FIG. 29 is a flowchart showing a process when the management unit in FIG. 1 receives a failure instruction.

[Explanation of symbols]

 1 knowledge base device 3 problem bulletin board device 10 input / output unit 20 system control means 27 set value 30 inference control engine 34 number of activations 40 problem storage unit 50 inference engine 60 knowledge base 70 inference history storage unit 80 extraction means 90 knowledge base essence 100 result Storage unit 110 Coordinating means 120 Posting / capturing means 140 Accepting means 150 Management means 160 Posting content storage section 170 Question creating means

Claims (7)

[Claims] 1. A knowledge base that holds knowledge for problem solving, an inference engine that solves a problem using this knowledge base, and a load of an own knowledge base device is detected to determine whether to start the inference engine.
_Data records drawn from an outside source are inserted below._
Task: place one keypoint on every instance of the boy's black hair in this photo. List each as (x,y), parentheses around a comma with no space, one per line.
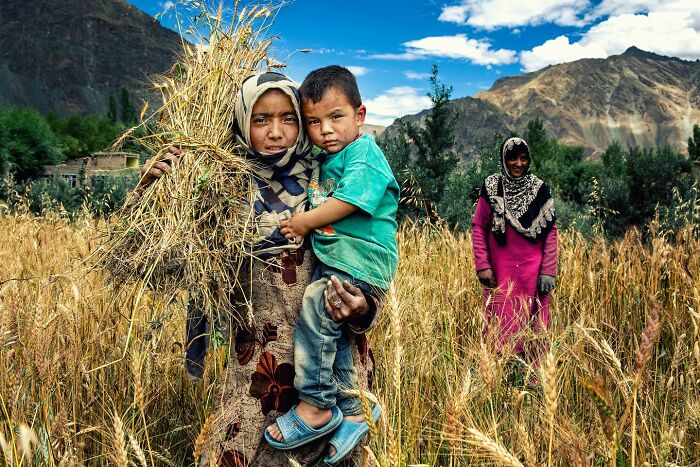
(321,80)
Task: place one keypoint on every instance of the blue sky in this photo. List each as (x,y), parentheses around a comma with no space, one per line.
(391,44)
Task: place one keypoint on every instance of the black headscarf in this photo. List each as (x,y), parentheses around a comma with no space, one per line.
(525,202)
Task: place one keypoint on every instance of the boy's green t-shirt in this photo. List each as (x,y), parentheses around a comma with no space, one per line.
(364,243)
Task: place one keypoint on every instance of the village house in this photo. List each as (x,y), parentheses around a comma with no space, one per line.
(88,170)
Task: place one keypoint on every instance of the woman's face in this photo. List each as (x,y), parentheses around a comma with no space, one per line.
(517,166)
(274,125)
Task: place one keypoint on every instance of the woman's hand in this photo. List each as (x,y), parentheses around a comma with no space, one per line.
(487,278)
(546,284)
(344,302)
(295,228)
(151,171)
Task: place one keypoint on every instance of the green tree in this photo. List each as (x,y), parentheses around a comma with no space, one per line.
(651,176)
(424,153)
(464,185)
(694,144)
(26,142)
(79,136)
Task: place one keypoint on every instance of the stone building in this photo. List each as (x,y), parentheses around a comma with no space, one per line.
(89,169)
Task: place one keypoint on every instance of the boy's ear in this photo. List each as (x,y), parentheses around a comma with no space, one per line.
(361,114)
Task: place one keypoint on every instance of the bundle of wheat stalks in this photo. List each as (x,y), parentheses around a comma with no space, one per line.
(191,230)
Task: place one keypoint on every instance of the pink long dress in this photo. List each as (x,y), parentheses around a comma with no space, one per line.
(514,307)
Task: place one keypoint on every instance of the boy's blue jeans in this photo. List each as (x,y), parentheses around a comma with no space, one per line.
(323,362)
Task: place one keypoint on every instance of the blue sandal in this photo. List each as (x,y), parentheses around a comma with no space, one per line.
(348,435)
(296,432)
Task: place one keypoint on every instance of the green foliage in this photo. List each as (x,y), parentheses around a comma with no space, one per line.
(80,136)
(26,143)
(464,185)
(694,144)
(422,156)
(103,196)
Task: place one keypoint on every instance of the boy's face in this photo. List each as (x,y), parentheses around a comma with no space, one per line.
(332,123)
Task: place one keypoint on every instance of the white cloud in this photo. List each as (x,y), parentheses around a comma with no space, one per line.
(394,103)
(492,14)
(166,5)
(358,70)
(672,32)
(459,46)
(414,75)
(620,7)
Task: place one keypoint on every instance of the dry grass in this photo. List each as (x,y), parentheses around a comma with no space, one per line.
(192,230)
(447,400)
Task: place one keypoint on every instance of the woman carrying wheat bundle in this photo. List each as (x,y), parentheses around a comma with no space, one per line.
(258,384)
(515,249)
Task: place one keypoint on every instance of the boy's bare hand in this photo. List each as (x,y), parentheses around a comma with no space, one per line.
(295,228)
(154,169)
(343,301)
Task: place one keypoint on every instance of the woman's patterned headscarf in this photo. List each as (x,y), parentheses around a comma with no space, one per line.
(281,180)
(525,201)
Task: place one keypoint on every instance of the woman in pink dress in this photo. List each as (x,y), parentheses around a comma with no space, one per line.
(515,250)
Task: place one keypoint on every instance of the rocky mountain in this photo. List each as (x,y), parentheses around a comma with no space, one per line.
(638,98)
(70,55)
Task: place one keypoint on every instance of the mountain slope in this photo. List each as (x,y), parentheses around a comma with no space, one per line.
(638,98)
(69,56)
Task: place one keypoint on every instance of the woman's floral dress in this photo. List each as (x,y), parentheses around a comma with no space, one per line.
(258,384)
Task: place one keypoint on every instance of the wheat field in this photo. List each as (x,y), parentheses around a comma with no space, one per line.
(93,377)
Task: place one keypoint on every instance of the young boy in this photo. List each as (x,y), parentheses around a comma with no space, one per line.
(354,202)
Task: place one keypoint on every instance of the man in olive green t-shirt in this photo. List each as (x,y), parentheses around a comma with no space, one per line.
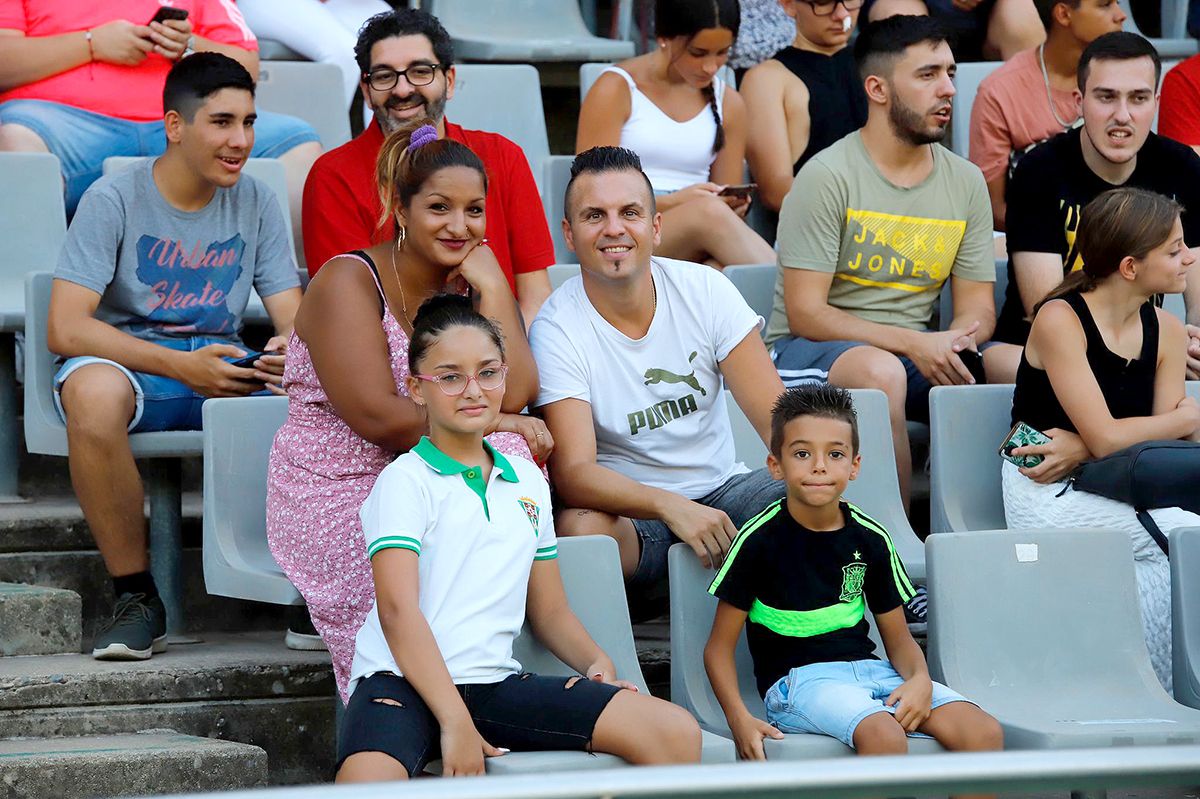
(871,229)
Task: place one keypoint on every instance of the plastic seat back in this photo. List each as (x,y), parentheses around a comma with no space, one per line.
(33,227)
(312,91)
(967,424)
(238,434)
(1186,614)
(1043,629)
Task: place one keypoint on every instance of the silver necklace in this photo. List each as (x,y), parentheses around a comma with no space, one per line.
(1045,77)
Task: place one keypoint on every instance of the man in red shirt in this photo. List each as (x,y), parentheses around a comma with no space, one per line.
(84,80)
(407,61)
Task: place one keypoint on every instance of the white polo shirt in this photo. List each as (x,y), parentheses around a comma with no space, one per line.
(475,544)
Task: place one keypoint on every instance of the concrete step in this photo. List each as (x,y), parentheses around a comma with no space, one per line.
(126,766)
(36,620)
(246,688)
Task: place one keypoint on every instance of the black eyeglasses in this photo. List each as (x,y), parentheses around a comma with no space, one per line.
(826,8)
(419,74)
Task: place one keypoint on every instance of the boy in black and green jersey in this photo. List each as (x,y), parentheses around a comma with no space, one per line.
(803,572)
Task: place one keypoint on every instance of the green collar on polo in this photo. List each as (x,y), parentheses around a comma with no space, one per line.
(473,476)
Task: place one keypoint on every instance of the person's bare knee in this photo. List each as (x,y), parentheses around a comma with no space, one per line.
(99,402)
(18,138)
(371,767)
(880,733)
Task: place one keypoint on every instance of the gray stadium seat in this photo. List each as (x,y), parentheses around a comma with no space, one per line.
(238,434)
(561,272)
(691,619)
(966,83)
(523,30)
(270,172)
(33,227)
(1042,629)
(46,434)
(502,98)
(1186,614)
(595,590)
(309,90)
(756,282)
(877,488)
(589,72)
(556,173)
(967,425)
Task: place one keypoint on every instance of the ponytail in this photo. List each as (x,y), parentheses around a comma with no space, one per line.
(411,156)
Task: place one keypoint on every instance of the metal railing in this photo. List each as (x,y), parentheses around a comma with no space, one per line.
(1084,772)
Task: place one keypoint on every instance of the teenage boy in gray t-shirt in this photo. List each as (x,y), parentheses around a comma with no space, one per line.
(147,305)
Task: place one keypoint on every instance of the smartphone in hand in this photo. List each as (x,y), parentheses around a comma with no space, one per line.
(1023,436)
(167,12)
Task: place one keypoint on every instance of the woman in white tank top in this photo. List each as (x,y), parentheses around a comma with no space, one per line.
(688,127)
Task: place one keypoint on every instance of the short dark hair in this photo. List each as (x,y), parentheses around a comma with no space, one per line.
(1045,10)
(1117,46)
(821,400)
(199,76)
(881,42)
(605,158)
(403,22)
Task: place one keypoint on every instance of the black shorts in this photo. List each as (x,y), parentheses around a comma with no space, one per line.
(520,713)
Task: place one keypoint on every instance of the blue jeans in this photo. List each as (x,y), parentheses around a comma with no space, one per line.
(160,402)
(82,139)
(833,698)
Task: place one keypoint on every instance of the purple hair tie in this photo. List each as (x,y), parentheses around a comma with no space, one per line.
(423,136)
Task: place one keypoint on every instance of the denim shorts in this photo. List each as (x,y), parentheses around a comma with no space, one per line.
(741,497)
(82,139)
(832,698)
(520,713)
(160,402)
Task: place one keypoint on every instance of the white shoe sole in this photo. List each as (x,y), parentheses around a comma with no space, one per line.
(304,642)
(120,652)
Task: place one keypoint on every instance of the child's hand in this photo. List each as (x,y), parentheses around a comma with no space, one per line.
(748,736)
(911,701)
(463,750)
(603,671)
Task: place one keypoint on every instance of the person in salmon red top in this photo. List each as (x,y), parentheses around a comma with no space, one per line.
(148,298)
(407,62)
(84,80)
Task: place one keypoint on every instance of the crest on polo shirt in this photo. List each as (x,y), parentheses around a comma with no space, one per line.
(852,576)
(532,511)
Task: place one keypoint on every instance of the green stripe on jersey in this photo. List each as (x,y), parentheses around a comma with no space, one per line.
(394,542)
(805,624)
(899,576)
(755,522)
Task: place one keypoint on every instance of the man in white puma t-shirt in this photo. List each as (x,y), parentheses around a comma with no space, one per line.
(631,358)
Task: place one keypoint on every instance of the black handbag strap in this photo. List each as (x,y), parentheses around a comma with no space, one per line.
(1155,533)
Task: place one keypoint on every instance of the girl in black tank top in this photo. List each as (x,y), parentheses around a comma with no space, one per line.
(1134,248)
(1087,382)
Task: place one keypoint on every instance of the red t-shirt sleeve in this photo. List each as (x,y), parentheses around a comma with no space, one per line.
(529,242)
(12,16)
(220,20)
(1179,114)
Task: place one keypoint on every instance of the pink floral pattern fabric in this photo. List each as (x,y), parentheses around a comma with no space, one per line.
(319,474)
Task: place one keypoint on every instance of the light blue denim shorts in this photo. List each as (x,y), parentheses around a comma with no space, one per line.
(832,698)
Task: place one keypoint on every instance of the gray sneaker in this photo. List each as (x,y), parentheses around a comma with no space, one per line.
(137,630)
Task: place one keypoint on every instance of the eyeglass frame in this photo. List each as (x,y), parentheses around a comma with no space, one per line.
(403,73)
(503,368)
(833,6)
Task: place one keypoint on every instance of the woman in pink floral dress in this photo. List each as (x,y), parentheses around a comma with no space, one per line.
(349,413)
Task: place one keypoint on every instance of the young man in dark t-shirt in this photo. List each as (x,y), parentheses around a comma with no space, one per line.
(1117,95)
(803,574)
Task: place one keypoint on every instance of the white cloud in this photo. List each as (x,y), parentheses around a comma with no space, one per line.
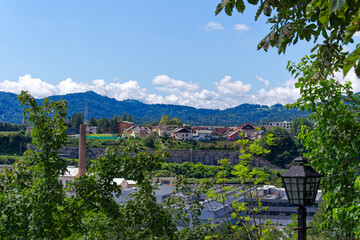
(350,76)
(168,83)
(35,86)
(228,93)
(241,27)
(213,26)
(232,88)
(282,95)
(266,82)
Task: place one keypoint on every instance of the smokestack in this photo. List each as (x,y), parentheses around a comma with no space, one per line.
(82,151)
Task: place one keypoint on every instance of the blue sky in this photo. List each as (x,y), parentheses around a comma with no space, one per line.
(161,51)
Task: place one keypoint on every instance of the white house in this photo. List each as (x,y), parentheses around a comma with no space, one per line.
(181,134)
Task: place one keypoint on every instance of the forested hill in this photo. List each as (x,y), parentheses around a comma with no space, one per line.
(105,107)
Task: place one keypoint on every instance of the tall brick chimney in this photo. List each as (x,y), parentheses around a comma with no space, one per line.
(82,151)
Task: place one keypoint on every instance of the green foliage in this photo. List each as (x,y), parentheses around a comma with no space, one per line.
(113,124)
(14,143)
(333,144)
(298,123)
(34,204)
(4,126)
(149,141)
(93,122)
(77,119)
(129,118)
(242,205)
(284,149)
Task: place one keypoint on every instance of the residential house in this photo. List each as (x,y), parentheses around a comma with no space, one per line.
(136,131)
(220,131)
(91,129)
(181,134)
(203,135)
(124,125)
(161,129)
(286,125)
(163,180)
(258,134)
(247,129)
(69,131)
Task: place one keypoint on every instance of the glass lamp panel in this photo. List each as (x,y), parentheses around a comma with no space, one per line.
(312,185)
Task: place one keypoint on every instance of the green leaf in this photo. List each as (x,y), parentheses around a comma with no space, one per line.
(240,6)
(336,5)
(350,61)
(357,70)
(253,2)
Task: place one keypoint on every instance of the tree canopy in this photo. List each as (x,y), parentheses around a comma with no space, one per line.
(334,144)
(298,123)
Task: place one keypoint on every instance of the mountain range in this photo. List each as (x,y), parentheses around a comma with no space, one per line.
(105,107)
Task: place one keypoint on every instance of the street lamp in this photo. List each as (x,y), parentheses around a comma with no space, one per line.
(301,185)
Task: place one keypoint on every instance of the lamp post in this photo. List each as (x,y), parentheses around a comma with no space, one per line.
(301,185)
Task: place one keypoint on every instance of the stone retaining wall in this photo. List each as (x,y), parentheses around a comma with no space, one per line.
(176,156)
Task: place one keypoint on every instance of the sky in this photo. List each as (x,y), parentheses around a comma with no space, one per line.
(159,51)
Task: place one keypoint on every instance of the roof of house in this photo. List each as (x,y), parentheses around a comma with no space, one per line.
(246,125)
(71,171)
(179,130)
(119,181)
(126,122)
(204,131)
(137,129)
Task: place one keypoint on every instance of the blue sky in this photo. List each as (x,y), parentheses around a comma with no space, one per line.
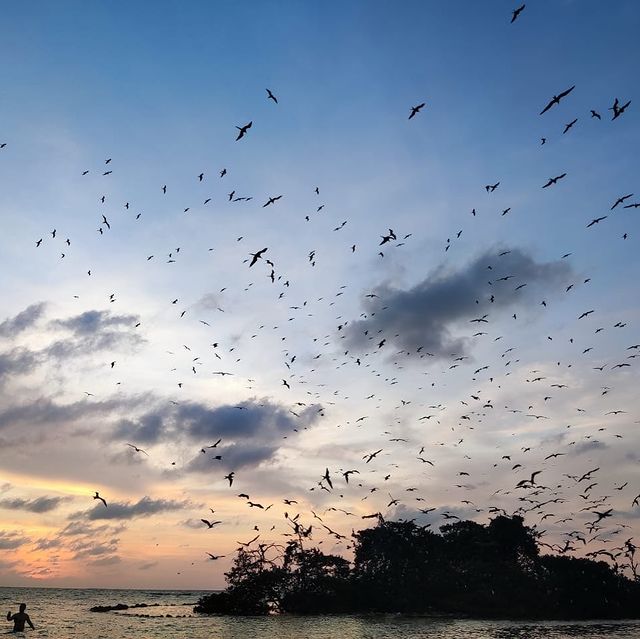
(159,88)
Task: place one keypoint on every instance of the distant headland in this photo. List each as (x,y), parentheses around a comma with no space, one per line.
(468,569)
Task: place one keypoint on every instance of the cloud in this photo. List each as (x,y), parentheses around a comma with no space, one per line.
(11,540)
(243,421)
(106,561)
(17,361)
(92,322)
(427,315)
(38,505)
(22,321)
(94,331)
(587,447)
(251,431)
(145,507)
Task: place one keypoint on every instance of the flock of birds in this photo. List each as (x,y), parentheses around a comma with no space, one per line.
(544,495)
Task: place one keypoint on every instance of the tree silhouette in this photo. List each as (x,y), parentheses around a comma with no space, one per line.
(493,570)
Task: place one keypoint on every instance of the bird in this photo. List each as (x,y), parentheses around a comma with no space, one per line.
(597,220)
(97,496)
(516,13)
(243,130)
(138,450)
(617,109)
(256,256)
(554,180)
(556,99)
(272,200)
(270,96)
(415,110)
(621,200)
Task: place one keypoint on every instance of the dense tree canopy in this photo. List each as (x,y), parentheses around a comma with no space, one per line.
(493,570)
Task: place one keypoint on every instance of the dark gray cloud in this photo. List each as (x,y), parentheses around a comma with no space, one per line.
(436,313)
(149,428)
(17,361)
(24,320)
(243,421)
(38,505)
(11,540)
(589,446)
(94,331)
(92,322)
(145,507)
(251,431)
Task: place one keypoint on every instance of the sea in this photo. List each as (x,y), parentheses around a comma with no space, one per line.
(64,613)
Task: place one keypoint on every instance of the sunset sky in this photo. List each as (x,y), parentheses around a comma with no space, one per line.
(458,340)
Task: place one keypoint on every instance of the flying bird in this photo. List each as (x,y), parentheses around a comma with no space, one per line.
(97,496)
(243,130)
(270,96)
(556,99)
(516,13)
(257,256)
(415,110)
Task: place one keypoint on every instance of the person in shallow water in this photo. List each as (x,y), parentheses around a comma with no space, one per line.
(19,619)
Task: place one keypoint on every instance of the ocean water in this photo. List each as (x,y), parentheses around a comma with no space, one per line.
(64,614)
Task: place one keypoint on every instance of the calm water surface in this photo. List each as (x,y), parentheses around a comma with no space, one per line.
(64,614)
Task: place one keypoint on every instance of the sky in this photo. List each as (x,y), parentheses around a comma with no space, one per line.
(400,306)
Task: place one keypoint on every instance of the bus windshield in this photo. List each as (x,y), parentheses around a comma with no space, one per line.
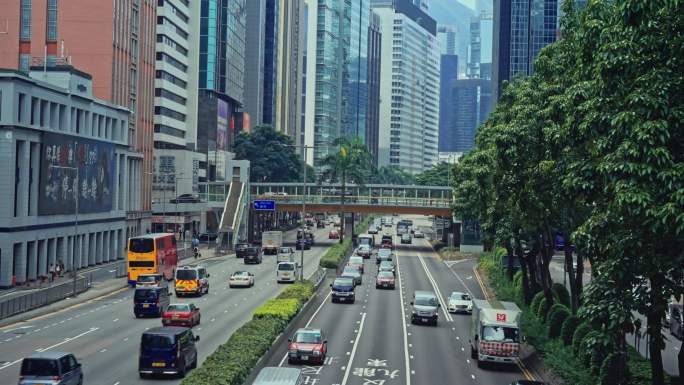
(141,245)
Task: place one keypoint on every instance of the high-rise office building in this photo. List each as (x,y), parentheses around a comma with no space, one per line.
(121,61)
(288,83)
(446,34)
(254,60)
(409,87)
(448,73)
(337,71)
(521,29)
(374,66)
(221,83)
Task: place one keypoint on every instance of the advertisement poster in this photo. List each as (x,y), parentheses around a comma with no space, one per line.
(221,125)
(60,156)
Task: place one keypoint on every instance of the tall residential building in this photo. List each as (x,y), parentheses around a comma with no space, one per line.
(176,161)
(271,37)
(221,83)
(121,60)
(69,178)
(337,71)
(409,87)
(288,83)
(374,66)
(446,35)
(470,105)
(448,73)
(521,29)
(254,60)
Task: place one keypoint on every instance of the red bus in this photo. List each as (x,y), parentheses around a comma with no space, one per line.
(152,254)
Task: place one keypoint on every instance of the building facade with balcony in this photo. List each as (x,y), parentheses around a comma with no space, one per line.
(71,174)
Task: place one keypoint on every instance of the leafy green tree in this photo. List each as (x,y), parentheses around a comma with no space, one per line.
(392,175)
(271,155)
(438,175)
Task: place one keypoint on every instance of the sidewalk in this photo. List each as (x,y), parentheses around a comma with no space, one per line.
(99,290)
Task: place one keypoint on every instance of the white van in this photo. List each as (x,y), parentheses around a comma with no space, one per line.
(286,272)
(279,376)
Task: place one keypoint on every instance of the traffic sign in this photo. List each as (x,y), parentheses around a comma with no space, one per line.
(264,205)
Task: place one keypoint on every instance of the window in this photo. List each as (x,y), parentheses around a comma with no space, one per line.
(25,29)
(52,21)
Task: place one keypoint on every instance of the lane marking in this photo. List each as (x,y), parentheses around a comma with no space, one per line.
(353,353)
(403,323)
(447,315)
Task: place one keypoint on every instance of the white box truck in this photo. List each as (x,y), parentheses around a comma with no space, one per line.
(271,241)
(495,332)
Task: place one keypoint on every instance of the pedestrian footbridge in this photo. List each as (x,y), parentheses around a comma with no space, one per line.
(291,197)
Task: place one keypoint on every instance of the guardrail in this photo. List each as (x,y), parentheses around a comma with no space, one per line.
(42,297)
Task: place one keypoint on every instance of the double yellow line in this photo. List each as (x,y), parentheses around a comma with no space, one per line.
(525,371)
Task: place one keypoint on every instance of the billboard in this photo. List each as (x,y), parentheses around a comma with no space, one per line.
(221,125)
(60,156)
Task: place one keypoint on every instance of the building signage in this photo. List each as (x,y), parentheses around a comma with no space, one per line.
(60,156)
(264,205)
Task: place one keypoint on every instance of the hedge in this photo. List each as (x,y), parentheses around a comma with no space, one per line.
(233,361)
(557,316)
(568,329)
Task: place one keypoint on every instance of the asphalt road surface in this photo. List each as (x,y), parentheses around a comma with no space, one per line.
(104,334)
(373,341)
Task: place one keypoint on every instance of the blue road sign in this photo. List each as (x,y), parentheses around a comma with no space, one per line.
(264,205)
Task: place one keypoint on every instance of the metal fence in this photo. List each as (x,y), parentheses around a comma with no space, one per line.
(42,297)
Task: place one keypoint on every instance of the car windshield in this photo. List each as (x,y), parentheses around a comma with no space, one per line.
(178,307)
(343,282)
(426,301)
(146,294)
(500,334)
(141,245)
(308,337)
(186,274)
(156,341)
(286,266)
(39,367)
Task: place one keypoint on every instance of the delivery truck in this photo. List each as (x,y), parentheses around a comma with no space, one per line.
(495,332)
(271,241)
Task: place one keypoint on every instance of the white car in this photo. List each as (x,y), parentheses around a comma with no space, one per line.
(460,303)
(241,278)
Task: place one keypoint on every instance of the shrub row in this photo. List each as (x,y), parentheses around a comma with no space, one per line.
(233,361)
(567,345)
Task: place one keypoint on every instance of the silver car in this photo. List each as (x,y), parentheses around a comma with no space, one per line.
(50,368)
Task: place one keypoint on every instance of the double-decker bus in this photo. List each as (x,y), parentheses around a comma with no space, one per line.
(152,254)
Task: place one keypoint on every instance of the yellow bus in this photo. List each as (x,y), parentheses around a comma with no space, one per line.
(152,254)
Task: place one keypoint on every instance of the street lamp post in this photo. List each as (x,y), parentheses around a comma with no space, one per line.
(73,251)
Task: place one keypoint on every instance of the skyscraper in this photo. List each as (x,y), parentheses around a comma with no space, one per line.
(337,71)
(120,58)
(448,73)
(409,87)
(521,29)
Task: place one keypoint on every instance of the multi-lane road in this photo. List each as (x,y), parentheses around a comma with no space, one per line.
(104,334)
(373,341)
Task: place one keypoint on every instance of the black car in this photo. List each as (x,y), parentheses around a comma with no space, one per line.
(252,255)
(241,249)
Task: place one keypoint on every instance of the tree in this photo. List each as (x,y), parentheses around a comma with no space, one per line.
(438,175)
(271,155)
(392,175)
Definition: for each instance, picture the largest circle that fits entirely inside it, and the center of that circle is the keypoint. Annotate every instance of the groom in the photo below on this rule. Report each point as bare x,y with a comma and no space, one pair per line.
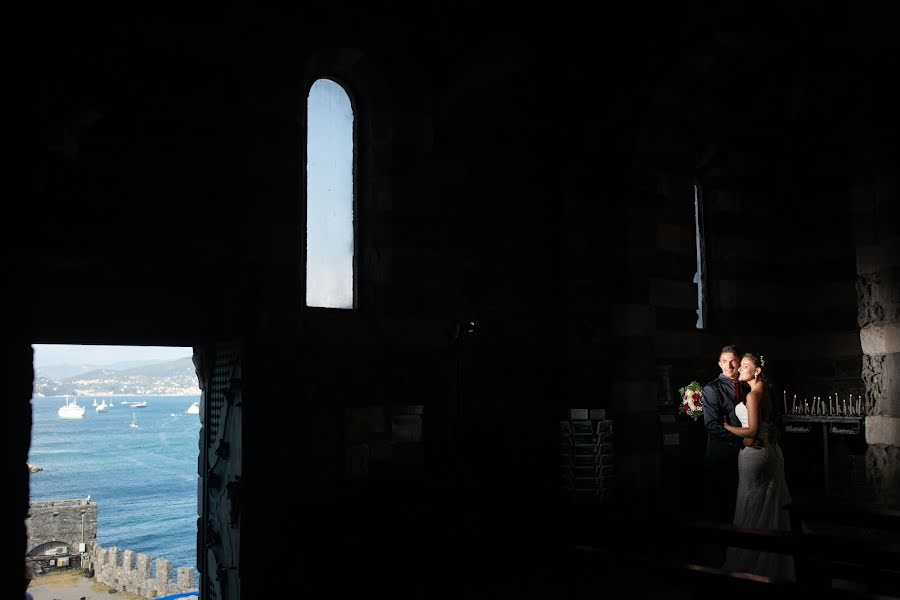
722,447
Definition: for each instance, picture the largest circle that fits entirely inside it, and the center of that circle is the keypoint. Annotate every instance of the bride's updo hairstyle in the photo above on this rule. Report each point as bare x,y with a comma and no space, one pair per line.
759,361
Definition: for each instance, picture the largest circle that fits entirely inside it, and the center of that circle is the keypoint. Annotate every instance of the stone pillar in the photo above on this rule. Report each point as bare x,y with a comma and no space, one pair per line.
144,566
878,291
185,579
128,563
In a knowledge base system in which a plurality of knowledge base devices each having an inference control engine and an input / output unit for exchanging information between a user and a knowledge base device are connected via a network, A problem bulletin board device, which is a problem posting area common to all knowledge base devices for allowing other knowledge base devices to solve unsolvable problems, is provided, and in the knowledge base device, a problem storage unit for storing problems,
A result storage unit for storing the result of problem solving, a posting / capturing means for posting a problem on the problem bulletin board device and taking in the problem from the problem bulletin board device, and sending the problem solution result to the problem sending knowledge base device and problem solving A collaborative knowledge base system comprising: a coordinating means for receiving a result from another knowledge base device and a system control means for comprehensively controlling the respective means. 2. The extracting means for extracting a knowledge base essence, which is a summary, from the knowledge base of the self-knowledge base device, and the knowledge base essence when the problem bulletin board device is investigated at regular intervals and a new problem is posted. Using the above, the above-mentioned bulletin board instructing to judge whether the problem can be solved by the self-knowledge base device and try to solve the problem if possible
/ It has a capture means and determines whether a problem that could not be solved by other knowledge-based devices can be solved by the knowledge-base essence and the load on the self-knowledge-based device. The collaborative knowledge base system according to claim 1, which solves a problem of a knowledge base device. 3. An inference history storage unit for storing an inference history of problem solving using the knowledge base device, a problem storage unit for storing a problem solved by another knowledge base device, and a problem solution result. And a knowledge replenishment engine for updating the knowledge base using the problem solving result of the result storing unit, and reflecting the problem solving result of another knowledge base in the knowledge base of the own knowledge base device The collaborative knowledge base system according to claim 1. 4. A reliability evaluation means for calculating a reliability, which is a measure of which of a plurality of problem solution results for the same problem held in the result storage section is the most reliable. The collaborative knowledge-based system of claim 1, comprising. 5. The cooperation according to claim 1, further comprising a question creating unit that receives a problem solution failure result from the inference control engine, obtains information about what is a missing condition for a reason for making, and creates a question. Type knowledge base system. 6. The problem bulletin board device includes a reception means for receiving a problem that cannot be solved by each knowledge base device, a bulletin board content storage section for posting a problem received by this reception means, and a bulletin board content storage section. 2. The collaborative knowledge base system according to claim 1, comprising a management means for managing. 7. The collaborative knowledge base system according to claim 1, which is used for a series of complaint processing operations from failure diagnosis of devices and the like, acceptance of failure details to failure diagnosis, and failure response.